刺繍糸を針に通すコツと、刺繍の刺し始め・刺し終わりの方法について

刺繍糸を針に通すとき、糸がバラバラになってしまい上手く通せない、ということはありませんか。

結論をお話すると、糸通しを使うことをおすすめします。

刺繍の最初と最後は、玉結びと玉止めをしても良いですが、作品として仕上げる時は、捨て糸をした方が、きれいに仕上げることができます。

それでは、刺繍糸を針に通すコツと、刺繍の刺し始め・刺し終わりの方法についてのご紹介です。

刺繍糸の針の通し方

一般的な縫い糸と異なり、刺繍糸は6本が束になっているものを、刺繍する内容に応じて1~6本により分けて使います。そのため、普通の針では糸が通せないということがあります。

まずは糸口を見つけて、そこから静かに引き抜き、45~50cmくらいで糸を切ります。

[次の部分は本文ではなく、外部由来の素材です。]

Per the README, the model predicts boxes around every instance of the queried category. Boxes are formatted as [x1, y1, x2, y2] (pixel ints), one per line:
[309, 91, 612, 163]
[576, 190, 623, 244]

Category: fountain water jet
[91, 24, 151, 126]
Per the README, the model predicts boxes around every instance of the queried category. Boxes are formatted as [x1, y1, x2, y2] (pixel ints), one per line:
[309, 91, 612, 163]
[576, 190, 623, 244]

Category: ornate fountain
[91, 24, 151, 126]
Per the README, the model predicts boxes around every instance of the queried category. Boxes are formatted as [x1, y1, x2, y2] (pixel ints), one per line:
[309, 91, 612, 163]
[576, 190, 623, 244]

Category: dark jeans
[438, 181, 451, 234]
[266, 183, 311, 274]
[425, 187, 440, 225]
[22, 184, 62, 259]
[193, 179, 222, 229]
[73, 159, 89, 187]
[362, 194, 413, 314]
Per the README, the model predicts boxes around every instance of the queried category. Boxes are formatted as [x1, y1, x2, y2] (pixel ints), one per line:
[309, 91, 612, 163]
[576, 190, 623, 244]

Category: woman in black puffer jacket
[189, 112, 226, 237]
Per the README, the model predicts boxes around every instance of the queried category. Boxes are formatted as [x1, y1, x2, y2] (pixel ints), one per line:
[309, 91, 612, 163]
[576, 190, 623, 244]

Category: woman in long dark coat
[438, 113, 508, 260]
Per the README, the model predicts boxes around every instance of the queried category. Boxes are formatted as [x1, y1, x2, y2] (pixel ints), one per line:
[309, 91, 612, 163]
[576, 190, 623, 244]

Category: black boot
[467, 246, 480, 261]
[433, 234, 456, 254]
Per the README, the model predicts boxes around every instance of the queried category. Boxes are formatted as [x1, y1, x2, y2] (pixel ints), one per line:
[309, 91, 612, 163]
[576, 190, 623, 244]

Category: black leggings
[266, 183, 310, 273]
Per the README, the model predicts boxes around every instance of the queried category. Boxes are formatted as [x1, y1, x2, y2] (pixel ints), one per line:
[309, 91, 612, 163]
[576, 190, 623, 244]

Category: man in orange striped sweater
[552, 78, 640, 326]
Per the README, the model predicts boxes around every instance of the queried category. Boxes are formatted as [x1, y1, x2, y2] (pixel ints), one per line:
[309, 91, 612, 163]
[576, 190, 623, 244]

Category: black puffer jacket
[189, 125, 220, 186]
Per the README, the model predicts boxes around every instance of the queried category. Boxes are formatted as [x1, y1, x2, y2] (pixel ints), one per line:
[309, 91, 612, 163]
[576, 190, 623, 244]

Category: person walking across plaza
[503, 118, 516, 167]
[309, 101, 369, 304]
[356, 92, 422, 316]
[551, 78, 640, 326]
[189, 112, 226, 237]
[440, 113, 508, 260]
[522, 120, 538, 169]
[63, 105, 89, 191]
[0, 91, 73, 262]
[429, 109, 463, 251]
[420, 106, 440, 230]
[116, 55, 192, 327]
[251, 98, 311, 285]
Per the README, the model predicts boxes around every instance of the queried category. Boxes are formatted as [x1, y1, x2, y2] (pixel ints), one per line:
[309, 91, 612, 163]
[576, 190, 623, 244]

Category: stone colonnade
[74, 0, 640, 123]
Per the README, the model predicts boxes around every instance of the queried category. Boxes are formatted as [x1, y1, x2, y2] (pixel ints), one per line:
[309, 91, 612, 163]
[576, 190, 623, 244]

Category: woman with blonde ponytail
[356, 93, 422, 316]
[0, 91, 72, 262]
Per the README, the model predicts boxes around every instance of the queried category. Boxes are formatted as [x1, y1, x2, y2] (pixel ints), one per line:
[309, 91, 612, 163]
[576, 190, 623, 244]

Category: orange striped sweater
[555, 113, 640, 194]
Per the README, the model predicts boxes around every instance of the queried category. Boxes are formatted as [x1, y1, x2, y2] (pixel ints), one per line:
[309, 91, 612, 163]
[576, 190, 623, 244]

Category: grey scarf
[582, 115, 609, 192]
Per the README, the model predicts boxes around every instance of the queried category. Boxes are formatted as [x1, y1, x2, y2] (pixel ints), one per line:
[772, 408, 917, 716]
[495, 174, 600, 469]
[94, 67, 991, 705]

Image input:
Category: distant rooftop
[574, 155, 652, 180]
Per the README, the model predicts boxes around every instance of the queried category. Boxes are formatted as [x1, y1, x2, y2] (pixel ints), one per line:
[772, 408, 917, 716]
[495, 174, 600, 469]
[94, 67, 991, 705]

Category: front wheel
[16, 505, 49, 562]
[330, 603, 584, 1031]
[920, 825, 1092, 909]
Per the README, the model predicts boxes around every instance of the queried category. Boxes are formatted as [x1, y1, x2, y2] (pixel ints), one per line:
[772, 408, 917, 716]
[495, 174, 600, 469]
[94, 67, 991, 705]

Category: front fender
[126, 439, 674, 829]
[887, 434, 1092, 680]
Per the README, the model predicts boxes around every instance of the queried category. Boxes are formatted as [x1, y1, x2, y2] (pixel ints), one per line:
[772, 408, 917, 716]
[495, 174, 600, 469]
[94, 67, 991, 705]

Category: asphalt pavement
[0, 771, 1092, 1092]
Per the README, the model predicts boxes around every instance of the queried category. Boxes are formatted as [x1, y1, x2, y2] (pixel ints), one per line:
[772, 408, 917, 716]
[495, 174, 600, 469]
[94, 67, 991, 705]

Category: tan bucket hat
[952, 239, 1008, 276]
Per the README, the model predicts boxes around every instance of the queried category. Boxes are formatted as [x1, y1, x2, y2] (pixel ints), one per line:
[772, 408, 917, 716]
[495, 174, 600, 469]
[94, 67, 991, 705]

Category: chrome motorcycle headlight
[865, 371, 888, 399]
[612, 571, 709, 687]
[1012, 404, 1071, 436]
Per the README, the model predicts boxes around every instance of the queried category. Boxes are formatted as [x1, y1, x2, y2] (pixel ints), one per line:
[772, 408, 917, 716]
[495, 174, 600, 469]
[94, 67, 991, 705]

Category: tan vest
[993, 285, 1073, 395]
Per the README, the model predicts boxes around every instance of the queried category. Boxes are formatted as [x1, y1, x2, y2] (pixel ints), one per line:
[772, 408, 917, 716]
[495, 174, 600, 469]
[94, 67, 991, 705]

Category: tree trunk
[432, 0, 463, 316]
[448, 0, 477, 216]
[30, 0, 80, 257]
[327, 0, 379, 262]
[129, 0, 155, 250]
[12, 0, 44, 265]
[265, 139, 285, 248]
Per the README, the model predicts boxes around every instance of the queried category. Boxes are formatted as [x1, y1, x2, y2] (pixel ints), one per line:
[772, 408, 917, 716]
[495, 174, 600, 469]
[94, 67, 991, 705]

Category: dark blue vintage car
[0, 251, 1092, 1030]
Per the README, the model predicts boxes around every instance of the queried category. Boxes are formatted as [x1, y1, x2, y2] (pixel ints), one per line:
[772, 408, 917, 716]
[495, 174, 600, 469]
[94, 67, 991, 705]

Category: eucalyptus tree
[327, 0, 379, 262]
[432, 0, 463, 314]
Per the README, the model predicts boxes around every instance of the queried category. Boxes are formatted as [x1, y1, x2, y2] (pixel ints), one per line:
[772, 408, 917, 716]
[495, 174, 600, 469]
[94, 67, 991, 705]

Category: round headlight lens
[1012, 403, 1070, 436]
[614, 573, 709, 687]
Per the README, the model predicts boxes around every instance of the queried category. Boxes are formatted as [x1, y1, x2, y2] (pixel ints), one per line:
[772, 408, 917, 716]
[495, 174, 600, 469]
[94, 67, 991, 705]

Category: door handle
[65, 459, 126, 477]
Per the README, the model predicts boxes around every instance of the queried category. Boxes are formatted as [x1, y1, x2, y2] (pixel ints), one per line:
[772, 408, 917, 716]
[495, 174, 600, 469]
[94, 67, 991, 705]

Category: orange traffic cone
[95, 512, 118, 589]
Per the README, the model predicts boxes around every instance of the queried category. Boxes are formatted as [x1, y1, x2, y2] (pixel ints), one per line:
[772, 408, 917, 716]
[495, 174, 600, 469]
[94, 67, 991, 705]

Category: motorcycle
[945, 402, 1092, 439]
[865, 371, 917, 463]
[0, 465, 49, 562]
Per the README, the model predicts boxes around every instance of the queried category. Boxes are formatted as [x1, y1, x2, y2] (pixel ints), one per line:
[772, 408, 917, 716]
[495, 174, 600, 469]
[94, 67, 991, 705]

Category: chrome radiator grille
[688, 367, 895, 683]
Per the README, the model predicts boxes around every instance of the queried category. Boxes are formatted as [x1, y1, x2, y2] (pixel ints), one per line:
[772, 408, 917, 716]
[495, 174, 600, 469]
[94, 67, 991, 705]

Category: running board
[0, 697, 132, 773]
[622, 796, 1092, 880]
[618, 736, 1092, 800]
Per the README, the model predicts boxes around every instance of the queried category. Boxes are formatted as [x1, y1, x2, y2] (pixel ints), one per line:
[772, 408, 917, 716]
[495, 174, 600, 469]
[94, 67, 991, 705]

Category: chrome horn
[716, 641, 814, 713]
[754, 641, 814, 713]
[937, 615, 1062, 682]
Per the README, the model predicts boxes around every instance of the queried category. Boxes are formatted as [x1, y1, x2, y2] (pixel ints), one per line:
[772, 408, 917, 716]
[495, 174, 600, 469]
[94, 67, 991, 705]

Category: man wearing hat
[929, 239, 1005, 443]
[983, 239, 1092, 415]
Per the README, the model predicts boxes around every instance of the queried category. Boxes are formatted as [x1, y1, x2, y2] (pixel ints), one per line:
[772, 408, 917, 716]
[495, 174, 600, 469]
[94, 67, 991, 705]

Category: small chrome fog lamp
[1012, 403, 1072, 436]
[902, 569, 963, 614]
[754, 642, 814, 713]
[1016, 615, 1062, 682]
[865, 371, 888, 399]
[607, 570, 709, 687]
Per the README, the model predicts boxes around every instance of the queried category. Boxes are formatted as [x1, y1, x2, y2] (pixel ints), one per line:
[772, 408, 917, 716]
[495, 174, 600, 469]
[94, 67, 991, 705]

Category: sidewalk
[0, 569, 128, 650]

切った糸を、自分が使いたい本数により分けます。この時、3本使うなら、3本ずつを両手で持って、均等に左右に引くと、きれいに分けることができます。2本の時は、2本と4本で引き分けます。

糸に折りグセをつけて通す

刺繍針は細長くなっています。そこで、糸の先1cmくらいをしっかりと折ります。これを折りグセと言います。

糸を針の頭に当てて折り、針を抜いて折り目をつける

糸を針の穴に巻くようにして当てて折り山を付けます。針を抜いて、しっかりと折り山のところで折り目を付けます。

糸の折り山を針穴に通す

糸の折り山をもって、針穴に通します。この時、糸がバラバラにならないように気を付けましょう。

糸の輪を引っ張り、短い方の糸端を引き出す

糸の輪を引っ張り、短い方の糸端を引き出してまっすぐにします。糸端を引く時も、糸がばらけてしまうと、途中で糸がダマになってしまったり、きれいに仕上がらない原因になってしまいます。糸がバラバラにならないよう、揃えて糸端を引き出しましょう。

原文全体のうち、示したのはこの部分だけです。